By Danielle Bessett, PhD., and Kelsey Mello
Advocates around the country are applauding the U.S. Food and Drug Administration’s (FDA) decision earlier this month to review its longstanding restriction on the medication abortion drug mifepristone. Medication abortion is a safe and effective method to end a pregnancy, usually in the privacy of a patient’s own home.
Yet, since 2000 the FDA has limited physicians’ ability to distribute mifepristone through telemedicine services and by mail, requiring that it be ordered, prescribed, and dispensed in a clinical setting by a certified provider, through what is now known as a Risk Evaluation and Mitigation Strategy (REMS).
Due to the COVID-19 pandemic and resulting pressures on the medical system, telehealth options have expanded broadly for a wide range of healthcare services, allowing patients to receive safe, high-quality care while preserving precious medical resources. In fact, in July 2020, the FDA temporarily suspended its mifepristone in-person dispensing requirement in response to the COVID-19 pandemic. However, this move did not significantly increase access to medication abortion in Ohio, Kentucky, and West Virginia — states that have restrictive policies limiting access to telemedicine and medication abortion services.
The Ohio Policy Evaluation Network (OPEN) examined the impact of these policies in Ohio, Kentucky, and West Virginia and found that the percent of medication abortions did not significantly increase between July and December 2020, despite the lifting of the federal REMS in-person dispensing requirement of mifepristone during this period. While the REMS is a barrier, it is just one of several hindrances to the expansion of telemedicine abortion distribution across the United States.
Kentucky and West Virginia both banned telemedicine for medication abortion in 2018. In Ohio, the law requires that mifepristone be dispensed at a clinic by a physician. Ohio has also passed a new telemedicine ban (temporarily blocked by a judge) that would require patients to attend an abortion facility at least twice: once for state-mandated counseling and ultrasound and then again at least 24 hours later to take the first of two medications.
Importantly, neither the REMS nor state laws change the location of the abortion itself, which takes place away from the facility, usually at a patient’s home between 24-48 hours after the first medication. Thus, these laws only make it more onerous and expensive to access the medication by requiring patients to travel to the facility.

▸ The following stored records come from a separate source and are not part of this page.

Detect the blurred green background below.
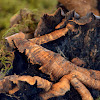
[0,0,57,40]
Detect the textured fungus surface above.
[0,8,100,100]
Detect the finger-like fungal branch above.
[0,75,52,94]
[40,76,70,100]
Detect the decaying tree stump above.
[58,0,100,16]
[0,8,100,100]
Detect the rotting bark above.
[58,0,100,16]
[0,8,100,100]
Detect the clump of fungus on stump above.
[0,8,100,100]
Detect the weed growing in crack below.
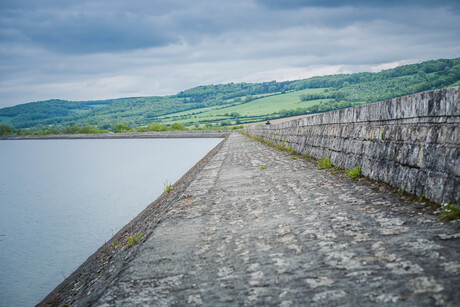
[318,157,332,169]
[126,224,144,247]
[276,144,286,150]
[345,164,362,179]
[440,203,460,221]
[302,153,316,161]
[163,181,172,194]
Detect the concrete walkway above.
[92,133,460,306]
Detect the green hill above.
[0,58,460,135]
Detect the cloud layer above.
[0,0,460,107]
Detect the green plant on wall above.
[440,203,460,221]
[318,157,333,169]
[346,164,362,179]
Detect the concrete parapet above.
[246,87,460,204]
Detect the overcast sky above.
[0,0,460,107]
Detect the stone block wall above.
[246,87,460,204]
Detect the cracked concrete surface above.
[88,133,460,306]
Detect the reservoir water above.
[0,139,221,306]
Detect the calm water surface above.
[0,139,221,306]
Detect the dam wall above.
[246,87,460,204]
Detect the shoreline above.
[0,130,232,141]
[37,138,227,306]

Because they increase costs and travel burden, these regulations disproportionately affect people of color, people with limited economic means, people with some disabilities, and people who live far from an abortion clinic. Across Ohio, Kentucky, and West Virginia, 16 abortion facilities provide medication abortion, and all but one is located in an urban area. Telemedicine options could alleviate travel burdens for rural patients and those with other transportation barriers, such as those who do not own a car, have limited access to public transportation, or who are otherwise challenged to travel to a clinic.
Permanently lifting the federal REMS on mifepristone is an important goal. But advocates should be aware that this will not be enough to ensure access to medication abortion across the nation. A lot of work needs to be done in states like Ohio, West Virginia, and Kentucky, where abortion is heavily restricted. In order to dismantle barriers and improve reproductive autonomy for all, states must remove policies that limit access to comprehensive abortion services.

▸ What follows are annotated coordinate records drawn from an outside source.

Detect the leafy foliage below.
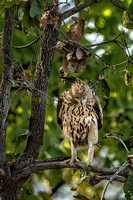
[0,0,133,200]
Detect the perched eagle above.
[57,77,103,164]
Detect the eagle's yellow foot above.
[70,158,80,166]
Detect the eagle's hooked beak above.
[59,76,76,83]
[80,96,86,104]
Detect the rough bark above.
[0,9,14,171]
[16,12,61,163]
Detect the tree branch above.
[13,34,42,49]
[84,175,127,186]
[12,157,128,181]
[61,0,101,21]
[15,9,61,163]
[0,9,14,170]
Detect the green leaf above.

The path to ensuring access to safe abortion care during and post-COVID-19 is clear: support telemedicine for all aspects of medication abortion care, and support telemedicine as an option for patients to complete the consent process for medication and procedural abortion care. If policymakers in Ohio, Kentucky, and West Virginia are serious about preserving the rights and health of citizens throughout this pandemic and beyond, ensuring access to safe telemedicine options, including abortion, is essential.
Danielle Bessett, PhD, is an Associate Professor of Sociology at the University of Cincinnati. Kelsey Mello is a graduate student in Women’s, Gender, and Sexuality Studies at the University of Cincinnati.